MELISSA BLOCK, HOST:

Now a story of lost and found. It was 2012. A man from Idaho went fishing on Wyoming's Salt River with his father.

DON GONYEA, HOST:

John Cassinelli says he and his dad were having a nice time.

JOHN CASSINELLI: Had a pretty good day of fishing, and, of course, I had my camera with to take pictures and - of all the fish we caught.

GONYEA: The elder Cassinelli put the digital camera back in its case. His son wanted to look at the photos when they got back to Idaho, but they couldn't find it.

CASSINELLI: We must've knocked the camera off the side of the boat and it fallen in the river.

BLOCK: Once they realized what happened, there wasn't much to do.

CASSINELLI: We wrote it off. It was gone forever, and we would probably never see it again.

BLOCK: Two freezing Wyoming winters went by. Then last fall, some angels arrived.

GONYEA: That would be Cindy Fay Angell and Blake Angell - real angels. And they went fishing on the Salt River and saw something fishy in the water.

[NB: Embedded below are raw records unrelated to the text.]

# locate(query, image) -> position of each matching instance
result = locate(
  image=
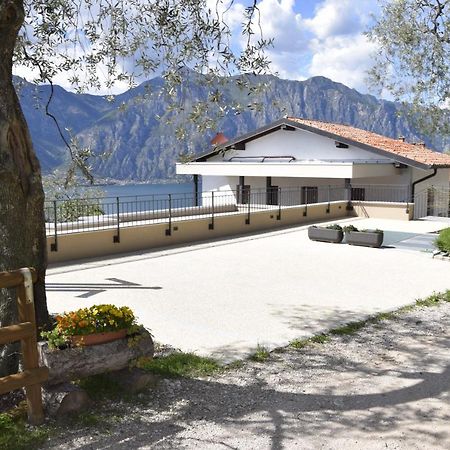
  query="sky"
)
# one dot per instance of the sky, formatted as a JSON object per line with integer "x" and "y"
{"x": 320, "y": 37}
{"x": 311, "y": 38}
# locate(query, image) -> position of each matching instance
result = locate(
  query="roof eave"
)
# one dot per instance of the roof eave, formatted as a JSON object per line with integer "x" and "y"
{"x": 370, "y": 148}
{"x": 275, "y": 125}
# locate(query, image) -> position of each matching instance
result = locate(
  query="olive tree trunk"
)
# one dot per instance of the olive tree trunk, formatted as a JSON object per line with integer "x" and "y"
{"x": 22, "y": 224}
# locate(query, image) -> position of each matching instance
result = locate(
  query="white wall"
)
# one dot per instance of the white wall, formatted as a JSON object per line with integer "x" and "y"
{"x": 301, "y": 144}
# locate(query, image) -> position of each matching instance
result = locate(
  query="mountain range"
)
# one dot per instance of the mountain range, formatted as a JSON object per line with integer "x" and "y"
{"x": 143, "y": 148}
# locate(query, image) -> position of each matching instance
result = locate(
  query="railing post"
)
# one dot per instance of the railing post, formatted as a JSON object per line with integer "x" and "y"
{"x": 305, "y": 212}
{"x": 328, "y": 206}
{"x": 279, "y": 204}
{"x": 249, "y": 198}
{"x": 116, "y": 238}
{"x": 54, "y": 245}
{"x": 169, "y": 230}
{"x": 211, "y": 225}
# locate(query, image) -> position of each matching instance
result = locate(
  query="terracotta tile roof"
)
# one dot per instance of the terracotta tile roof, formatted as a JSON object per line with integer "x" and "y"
{"x": 413, "y": 152}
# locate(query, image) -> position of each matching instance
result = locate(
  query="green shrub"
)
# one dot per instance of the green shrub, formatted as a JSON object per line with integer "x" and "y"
{"x": 15, "y": 435}
{"x": 442, "y": 242}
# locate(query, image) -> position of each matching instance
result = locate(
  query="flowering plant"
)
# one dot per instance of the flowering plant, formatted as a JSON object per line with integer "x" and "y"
{"x": 93, "y": 320}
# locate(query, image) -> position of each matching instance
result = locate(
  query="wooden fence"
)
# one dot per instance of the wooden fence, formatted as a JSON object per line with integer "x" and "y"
{"x": 25, "y": 331}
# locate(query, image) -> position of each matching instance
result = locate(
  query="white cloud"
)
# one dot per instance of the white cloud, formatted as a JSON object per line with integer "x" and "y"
{"x": 339, "y": 49}
{"x": 345, "y": 59}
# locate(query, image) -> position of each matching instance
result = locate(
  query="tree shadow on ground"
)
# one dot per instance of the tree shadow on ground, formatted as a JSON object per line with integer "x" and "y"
{"x": 396, "y": 384}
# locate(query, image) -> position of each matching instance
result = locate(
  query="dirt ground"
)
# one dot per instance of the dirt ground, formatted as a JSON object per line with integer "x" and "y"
{"x": 385, "y": 387}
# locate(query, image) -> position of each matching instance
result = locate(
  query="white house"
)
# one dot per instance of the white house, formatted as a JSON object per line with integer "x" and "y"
{"x": 314, "y": 159}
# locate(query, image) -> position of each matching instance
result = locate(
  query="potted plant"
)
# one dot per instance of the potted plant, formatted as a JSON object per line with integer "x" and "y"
{"x": 330, "y": 233}
{"x": 365, "y": 238}
{"x": 90, "y": 326}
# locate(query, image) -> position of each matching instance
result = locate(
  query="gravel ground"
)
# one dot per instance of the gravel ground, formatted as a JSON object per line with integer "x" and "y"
{"x": 385, "y": 387}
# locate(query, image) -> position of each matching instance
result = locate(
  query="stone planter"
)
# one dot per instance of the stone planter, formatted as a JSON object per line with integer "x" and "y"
{"x": 98, "y": 338}
{"x": 364, "y": 238}
{"x": 325, "y": 234}
{"x": 80, "y": 362}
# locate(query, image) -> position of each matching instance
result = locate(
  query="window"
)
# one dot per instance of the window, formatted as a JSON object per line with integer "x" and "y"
{"x": 310, "y": 194}
{"x": 358, "y": 194}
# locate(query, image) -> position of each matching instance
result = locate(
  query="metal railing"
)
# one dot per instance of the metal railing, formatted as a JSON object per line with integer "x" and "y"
{"x": 80, "y": 215}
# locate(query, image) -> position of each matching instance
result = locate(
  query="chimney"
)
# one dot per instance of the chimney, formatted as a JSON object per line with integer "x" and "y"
{"x": 219, "y": 139}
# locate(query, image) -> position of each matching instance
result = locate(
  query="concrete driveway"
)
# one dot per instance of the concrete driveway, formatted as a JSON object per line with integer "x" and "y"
{"x": 225, "y": 298}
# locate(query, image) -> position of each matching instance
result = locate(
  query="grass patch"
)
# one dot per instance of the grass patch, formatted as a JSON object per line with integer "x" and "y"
{"x": 101, "y": 386}
{"x": 234, "y": 365}
{"x": 434, "y": 299}
{"x": 181, "y": 365}
{"x": 261, "y": 354}
{"x": 15, "y": 435}
{"x": 442, "y": 242}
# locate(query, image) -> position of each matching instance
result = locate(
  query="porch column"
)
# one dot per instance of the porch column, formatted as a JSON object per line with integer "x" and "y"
{"x": 348, "y": 189}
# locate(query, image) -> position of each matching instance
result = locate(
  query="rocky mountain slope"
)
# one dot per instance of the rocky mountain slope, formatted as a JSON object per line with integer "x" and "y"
{"x": 142, "y": 148}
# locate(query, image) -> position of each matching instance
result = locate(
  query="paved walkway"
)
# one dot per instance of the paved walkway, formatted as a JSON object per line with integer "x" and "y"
{"x": 224, "y": 298}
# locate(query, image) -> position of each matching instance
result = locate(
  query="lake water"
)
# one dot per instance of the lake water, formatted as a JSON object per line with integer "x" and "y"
{"x": 145, "y": 197}
{"x": 144, "y": 190}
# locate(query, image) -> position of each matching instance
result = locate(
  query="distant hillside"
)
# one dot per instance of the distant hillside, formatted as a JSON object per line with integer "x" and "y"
{"x": 143, "y": 148}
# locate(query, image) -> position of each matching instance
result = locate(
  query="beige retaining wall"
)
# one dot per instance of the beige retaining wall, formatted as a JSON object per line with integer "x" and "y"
{"x": 384, "y": 210}
{"x": 88, "y": 244}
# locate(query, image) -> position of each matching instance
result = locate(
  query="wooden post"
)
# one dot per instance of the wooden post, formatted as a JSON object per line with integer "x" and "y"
{"x": 30, "y": 354}
{"x": 26, "y": 332}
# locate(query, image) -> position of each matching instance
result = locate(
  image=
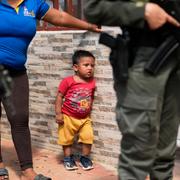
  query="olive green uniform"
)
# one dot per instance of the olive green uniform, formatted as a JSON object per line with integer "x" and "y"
{"x": 147, "y": 107}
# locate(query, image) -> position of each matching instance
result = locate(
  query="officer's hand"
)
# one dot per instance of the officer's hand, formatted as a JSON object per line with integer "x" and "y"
{"x": 157, "y": 17}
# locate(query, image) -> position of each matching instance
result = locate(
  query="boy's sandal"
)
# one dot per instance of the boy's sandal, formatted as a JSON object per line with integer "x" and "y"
{"x": 4, "y": 173}
{"x": 41, "y": 177}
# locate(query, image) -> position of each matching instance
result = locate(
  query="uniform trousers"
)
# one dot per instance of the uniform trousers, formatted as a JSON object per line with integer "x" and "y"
{"x": 148, "y": 114}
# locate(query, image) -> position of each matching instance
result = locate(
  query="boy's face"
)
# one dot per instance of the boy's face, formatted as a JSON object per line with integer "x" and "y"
{"x": 85, "y": 67}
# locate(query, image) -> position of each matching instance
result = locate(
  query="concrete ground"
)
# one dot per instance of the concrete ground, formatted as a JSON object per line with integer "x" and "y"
{"x": 49, "y": 164}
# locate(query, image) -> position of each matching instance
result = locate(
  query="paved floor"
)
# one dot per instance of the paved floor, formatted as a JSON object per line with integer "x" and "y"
{"x": 48, "y": 163}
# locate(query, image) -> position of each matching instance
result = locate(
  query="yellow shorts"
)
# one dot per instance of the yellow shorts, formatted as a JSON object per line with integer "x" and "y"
{"x": 73, "y": 126}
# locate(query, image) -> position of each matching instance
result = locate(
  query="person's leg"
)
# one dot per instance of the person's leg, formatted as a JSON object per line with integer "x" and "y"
{"x": 86, "y": 149}
{"x": 164, "y": 162}
{"x": 67, "y": 150}
{"x": 138, "y": 110}
{"x": 86, "y": 139}
{"x": 66, "y": 134}
{"x": 19, "y": 123}
{"x": 3, "y": 171}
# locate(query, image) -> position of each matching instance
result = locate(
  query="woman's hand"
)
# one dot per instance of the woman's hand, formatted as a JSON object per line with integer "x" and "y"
{"x": 93, "y": 28}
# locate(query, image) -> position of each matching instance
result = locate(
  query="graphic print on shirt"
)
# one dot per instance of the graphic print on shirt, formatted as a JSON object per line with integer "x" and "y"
{"x": 81, "y": 100}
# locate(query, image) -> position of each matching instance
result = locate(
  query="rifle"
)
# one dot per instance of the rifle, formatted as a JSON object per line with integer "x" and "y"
{"x": 172, "y": 41}
{"x": 119, "y": 54}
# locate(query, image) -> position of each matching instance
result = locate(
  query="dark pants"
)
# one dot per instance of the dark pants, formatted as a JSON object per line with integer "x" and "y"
{"x": 20, "y": 120}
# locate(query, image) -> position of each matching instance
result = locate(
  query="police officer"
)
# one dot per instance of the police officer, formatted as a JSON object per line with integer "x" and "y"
{"x": 147, "y": 107}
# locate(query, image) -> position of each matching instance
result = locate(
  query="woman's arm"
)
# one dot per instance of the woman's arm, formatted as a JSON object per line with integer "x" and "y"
{"x": 61, "y": 18}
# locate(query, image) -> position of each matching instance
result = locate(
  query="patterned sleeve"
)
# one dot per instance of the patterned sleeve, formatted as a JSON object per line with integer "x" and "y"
{"x": 42, "y": 8}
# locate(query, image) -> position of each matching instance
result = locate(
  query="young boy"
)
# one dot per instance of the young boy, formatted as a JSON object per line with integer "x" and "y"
{"x": 73, "y": 106}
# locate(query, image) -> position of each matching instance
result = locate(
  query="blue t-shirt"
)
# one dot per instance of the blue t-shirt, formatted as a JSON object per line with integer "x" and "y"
{"x": 17, "y": 29}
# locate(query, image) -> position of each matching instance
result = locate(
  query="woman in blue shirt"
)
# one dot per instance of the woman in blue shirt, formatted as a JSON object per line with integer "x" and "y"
{"x": 17, "y": 29}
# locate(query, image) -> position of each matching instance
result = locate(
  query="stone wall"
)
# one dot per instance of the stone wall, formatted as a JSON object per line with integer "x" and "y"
{"x": 49, "y": 60}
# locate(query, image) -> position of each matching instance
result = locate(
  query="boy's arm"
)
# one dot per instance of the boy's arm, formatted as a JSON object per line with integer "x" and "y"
{"x": 58, "y": 107}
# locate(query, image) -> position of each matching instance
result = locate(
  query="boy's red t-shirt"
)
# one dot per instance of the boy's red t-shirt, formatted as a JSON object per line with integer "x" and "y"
{"x": 78, "y": 97}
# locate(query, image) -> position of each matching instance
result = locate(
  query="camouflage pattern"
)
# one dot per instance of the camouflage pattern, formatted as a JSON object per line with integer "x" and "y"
{"x": 148, "y": 107}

BLOCK: OK, there it was - the camera.

CASSINELLI: They took it home and pulled the batteries out of it and stuck it in a bowl of rice to dry it out then threw some batteries back in it, and lo and behold, it fired right back up and turned on.

BLOCK: The Sony Cybershot is not advertised as waterproof, but it survived two years submerged.

GONYEA: The Angells intended to find the owner, but it wasn't until just a few weeks ago that they posted some of the camera's pictures on Facebook.

CASSINELLI: And they just sort of randomly picked five photos to make a collage and say does anybody know these people? We found their camera.

BLOCK: And last week, John Cassinelli was at work at the Idaho Department of Fish and Game...

CASSINELLI: And one of my co-workers came in with her smartphone and asked me did you lose a camera?

BLOCK: He didn't even think about that old Sony camera in the Salt River.

CASSINELLI: It all came kind of rushing back to me all at once that I'd actually lost a camera there.

GONYEA: You never know when a Facebook-using angel may appear.

CASSINELLI: And I guess the moral of the story is number one, social media is a very powerful tool, and I guess the second moral would be you think something's gone forever, there's always a chance it can make it back to you.